The new Satria – hence the Neo part of the name. It is the fourth model in Proton’s sub-£12k line-up, and a lot of it (as in all of it) was designed by Lotus Engineering.
What's it like?
The last Proton we drove, an Impian, smelt of damp. Rising damp - wet plasterwork, mouldy walls, that sort of thing. It didn’t seem to be wet inside, but the interior had a sharp tang of damp earth. Apparently Proton suffered some problems with “water ingress” in the Impian. In other words, it leaked.
The all-new Satria Neo, does not, symbolically, smell of damp. And that means it's off to a good start.
The Satria Neo is part of Proton’s drive, in the UK at least, to lower the average age of its customers (currently 70) and expand the appeal of its cars. Proton is taking a bit of a risk with this, because its older customers don’t always get the Lotus connection and assume that it’s not necessarily a good thing.
So would it appeal to younger buyers? Well, it’s not bad looking – head-on front is the best angle, with the sharp headlights – and it’s tidily proportioned. It’s just the detailing that lets it down – those untidy alloys and an aluminium-look filler cap cover made of plastic with, inevitably, fake Allen screws.
Same applies inside.

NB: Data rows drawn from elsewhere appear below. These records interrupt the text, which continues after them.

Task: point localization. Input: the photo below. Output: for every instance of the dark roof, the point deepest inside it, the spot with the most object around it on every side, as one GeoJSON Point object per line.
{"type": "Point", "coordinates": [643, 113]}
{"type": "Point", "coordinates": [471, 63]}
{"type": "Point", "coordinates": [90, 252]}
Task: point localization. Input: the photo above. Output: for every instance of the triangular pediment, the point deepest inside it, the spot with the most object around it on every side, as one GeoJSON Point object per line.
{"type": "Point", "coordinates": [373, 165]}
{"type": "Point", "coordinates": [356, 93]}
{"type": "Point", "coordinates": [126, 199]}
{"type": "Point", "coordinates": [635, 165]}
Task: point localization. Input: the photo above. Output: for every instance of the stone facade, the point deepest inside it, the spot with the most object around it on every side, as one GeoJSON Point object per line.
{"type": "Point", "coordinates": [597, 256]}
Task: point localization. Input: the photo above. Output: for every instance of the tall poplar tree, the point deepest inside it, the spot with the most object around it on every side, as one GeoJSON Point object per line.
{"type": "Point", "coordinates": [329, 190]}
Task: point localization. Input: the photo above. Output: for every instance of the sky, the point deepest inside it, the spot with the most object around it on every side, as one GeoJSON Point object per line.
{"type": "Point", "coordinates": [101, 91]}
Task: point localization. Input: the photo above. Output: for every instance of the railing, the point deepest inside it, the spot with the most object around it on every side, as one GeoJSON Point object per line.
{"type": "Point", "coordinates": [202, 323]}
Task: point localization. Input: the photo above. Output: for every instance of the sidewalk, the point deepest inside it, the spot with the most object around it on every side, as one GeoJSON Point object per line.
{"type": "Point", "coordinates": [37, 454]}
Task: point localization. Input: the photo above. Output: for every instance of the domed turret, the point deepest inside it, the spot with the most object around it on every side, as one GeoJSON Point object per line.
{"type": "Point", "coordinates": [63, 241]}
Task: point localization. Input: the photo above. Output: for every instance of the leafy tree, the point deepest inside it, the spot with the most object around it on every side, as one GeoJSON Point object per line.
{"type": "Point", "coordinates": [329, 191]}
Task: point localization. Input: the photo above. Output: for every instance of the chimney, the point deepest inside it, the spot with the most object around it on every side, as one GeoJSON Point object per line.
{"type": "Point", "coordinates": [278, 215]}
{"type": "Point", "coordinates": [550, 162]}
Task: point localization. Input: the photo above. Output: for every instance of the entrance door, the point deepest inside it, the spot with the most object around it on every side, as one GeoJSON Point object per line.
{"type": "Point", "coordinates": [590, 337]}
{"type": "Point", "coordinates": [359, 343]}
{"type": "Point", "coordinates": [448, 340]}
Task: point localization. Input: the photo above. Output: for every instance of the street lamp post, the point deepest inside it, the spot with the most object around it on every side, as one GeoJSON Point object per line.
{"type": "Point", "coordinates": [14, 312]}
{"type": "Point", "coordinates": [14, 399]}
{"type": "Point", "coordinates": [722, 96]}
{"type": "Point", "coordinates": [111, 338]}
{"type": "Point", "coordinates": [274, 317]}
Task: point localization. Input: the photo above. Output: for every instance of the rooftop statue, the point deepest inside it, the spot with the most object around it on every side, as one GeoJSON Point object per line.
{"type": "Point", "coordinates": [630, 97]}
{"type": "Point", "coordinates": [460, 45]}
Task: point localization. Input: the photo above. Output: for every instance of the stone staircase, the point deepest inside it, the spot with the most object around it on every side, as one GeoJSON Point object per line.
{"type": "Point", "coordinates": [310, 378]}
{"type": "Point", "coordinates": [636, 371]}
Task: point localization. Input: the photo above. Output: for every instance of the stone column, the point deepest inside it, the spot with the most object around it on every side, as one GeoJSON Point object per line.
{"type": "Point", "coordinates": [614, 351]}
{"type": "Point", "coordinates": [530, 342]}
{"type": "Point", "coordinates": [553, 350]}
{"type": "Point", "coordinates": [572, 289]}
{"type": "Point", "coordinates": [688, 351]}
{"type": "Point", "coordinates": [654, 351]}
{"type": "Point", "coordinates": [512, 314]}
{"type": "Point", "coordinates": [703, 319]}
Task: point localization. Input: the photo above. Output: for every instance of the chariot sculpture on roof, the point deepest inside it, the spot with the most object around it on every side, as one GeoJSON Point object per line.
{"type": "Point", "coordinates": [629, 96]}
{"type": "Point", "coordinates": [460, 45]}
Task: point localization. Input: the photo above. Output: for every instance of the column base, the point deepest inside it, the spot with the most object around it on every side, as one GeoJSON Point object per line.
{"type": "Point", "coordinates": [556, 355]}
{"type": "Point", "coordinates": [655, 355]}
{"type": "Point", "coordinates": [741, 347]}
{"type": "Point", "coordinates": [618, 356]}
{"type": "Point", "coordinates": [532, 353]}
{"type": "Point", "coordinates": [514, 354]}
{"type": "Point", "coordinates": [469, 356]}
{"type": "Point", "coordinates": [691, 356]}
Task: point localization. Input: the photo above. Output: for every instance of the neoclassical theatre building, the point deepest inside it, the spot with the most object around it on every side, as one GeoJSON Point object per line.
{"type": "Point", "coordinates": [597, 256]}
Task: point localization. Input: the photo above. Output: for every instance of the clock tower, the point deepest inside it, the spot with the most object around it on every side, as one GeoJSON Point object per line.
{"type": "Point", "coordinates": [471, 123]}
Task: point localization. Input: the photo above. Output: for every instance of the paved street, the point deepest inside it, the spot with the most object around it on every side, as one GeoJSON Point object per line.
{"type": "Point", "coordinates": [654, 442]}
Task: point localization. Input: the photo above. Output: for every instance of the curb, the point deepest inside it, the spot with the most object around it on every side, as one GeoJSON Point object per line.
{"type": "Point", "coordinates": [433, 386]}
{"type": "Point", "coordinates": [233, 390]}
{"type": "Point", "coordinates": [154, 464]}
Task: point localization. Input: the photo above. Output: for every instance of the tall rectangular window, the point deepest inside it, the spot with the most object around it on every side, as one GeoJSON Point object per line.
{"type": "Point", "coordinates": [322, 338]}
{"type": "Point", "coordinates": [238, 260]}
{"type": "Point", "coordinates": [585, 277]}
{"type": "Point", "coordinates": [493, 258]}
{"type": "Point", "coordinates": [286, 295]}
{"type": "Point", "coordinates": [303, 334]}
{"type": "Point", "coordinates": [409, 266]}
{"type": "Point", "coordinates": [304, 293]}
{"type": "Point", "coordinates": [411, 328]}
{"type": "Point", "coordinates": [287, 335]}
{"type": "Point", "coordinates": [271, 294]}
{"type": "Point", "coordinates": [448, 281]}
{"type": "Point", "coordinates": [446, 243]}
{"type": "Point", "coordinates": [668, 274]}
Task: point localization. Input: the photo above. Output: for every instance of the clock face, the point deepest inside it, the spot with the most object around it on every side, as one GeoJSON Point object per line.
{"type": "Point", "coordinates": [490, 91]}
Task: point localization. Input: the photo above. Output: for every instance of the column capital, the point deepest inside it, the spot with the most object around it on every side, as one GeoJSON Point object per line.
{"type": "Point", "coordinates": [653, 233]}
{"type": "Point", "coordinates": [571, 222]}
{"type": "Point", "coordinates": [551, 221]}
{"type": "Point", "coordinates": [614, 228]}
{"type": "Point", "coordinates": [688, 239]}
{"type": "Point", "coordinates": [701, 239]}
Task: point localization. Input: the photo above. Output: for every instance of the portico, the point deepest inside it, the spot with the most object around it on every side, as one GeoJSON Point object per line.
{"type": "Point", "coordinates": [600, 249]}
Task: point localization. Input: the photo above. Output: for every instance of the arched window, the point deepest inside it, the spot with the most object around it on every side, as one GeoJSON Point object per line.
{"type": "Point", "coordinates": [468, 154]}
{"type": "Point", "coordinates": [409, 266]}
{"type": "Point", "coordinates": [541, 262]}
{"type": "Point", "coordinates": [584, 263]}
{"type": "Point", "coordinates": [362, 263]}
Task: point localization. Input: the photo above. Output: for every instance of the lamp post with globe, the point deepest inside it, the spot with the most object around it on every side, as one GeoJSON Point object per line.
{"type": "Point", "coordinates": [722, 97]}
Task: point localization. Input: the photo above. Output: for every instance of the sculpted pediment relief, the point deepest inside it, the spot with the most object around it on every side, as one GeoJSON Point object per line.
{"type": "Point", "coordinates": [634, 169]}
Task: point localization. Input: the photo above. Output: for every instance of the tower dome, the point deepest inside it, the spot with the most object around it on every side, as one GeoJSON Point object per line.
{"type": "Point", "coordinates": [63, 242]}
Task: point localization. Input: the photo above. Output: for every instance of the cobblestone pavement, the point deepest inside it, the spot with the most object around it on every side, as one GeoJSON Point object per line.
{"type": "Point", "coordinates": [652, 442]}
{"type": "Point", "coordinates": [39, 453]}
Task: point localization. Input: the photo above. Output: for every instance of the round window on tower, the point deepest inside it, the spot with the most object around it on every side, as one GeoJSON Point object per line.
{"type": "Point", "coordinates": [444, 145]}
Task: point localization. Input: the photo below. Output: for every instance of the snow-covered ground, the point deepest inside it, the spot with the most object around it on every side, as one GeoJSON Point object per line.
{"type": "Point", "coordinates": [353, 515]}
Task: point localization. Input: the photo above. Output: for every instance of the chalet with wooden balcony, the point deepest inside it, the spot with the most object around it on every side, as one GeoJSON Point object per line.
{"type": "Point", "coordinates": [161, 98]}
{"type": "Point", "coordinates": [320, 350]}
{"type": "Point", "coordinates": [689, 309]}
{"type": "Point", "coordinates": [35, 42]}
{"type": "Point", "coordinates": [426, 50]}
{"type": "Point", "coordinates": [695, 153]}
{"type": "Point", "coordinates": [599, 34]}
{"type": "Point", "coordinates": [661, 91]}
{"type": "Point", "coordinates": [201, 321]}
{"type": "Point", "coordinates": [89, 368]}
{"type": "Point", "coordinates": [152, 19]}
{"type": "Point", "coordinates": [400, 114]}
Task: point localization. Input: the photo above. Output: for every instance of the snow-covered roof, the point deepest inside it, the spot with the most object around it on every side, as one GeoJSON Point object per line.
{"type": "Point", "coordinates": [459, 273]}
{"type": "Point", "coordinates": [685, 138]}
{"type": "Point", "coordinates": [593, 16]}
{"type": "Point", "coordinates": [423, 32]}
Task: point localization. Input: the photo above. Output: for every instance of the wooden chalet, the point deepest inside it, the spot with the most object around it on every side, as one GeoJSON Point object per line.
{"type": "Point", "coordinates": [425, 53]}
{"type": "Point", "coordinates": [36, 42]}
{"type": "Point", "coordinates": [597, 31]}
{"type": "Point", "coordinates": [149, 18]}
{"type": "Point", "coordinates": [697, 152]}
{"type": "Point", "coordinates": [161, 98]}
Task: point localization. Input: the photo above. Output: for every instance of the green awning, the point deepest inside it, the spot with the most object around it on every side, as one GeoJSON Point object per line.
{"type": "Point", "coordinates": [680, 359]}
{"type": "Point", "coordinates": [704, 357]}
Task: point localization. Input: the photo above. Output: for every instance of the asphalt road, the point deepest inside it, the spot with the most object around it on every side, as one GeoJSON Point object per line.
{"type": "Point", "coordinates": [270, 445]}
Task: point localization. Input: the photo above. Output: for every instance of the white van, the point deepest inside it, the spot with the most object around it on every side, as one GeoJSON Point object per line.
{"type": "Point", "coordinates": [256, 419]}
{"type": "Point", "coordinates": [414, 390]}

The patchwork of unsuitable shades of brown and beige that blighted the Impian and Gen2 has been replaced by a much less worrying combination of grey, and, er, grey.
It’s well built, if short on soft, tactile surfaces although those fake Allen screws pop up again on the steering wheel boss and around the gearlever. You get a lot of kit for your money, too, including Bluetooth phone compatibility.
But there’s a real problem with the driving position, at least for a six-feet-tall driver. Put the sun visor down and you can’t see out of the top half of the screen. The seat adjusts for height, but it doesn’t go down far enough. And you can’t operate the adjuster with the door closed, which is a stupid inconvenience. And legroom in the rear is seriously restricted.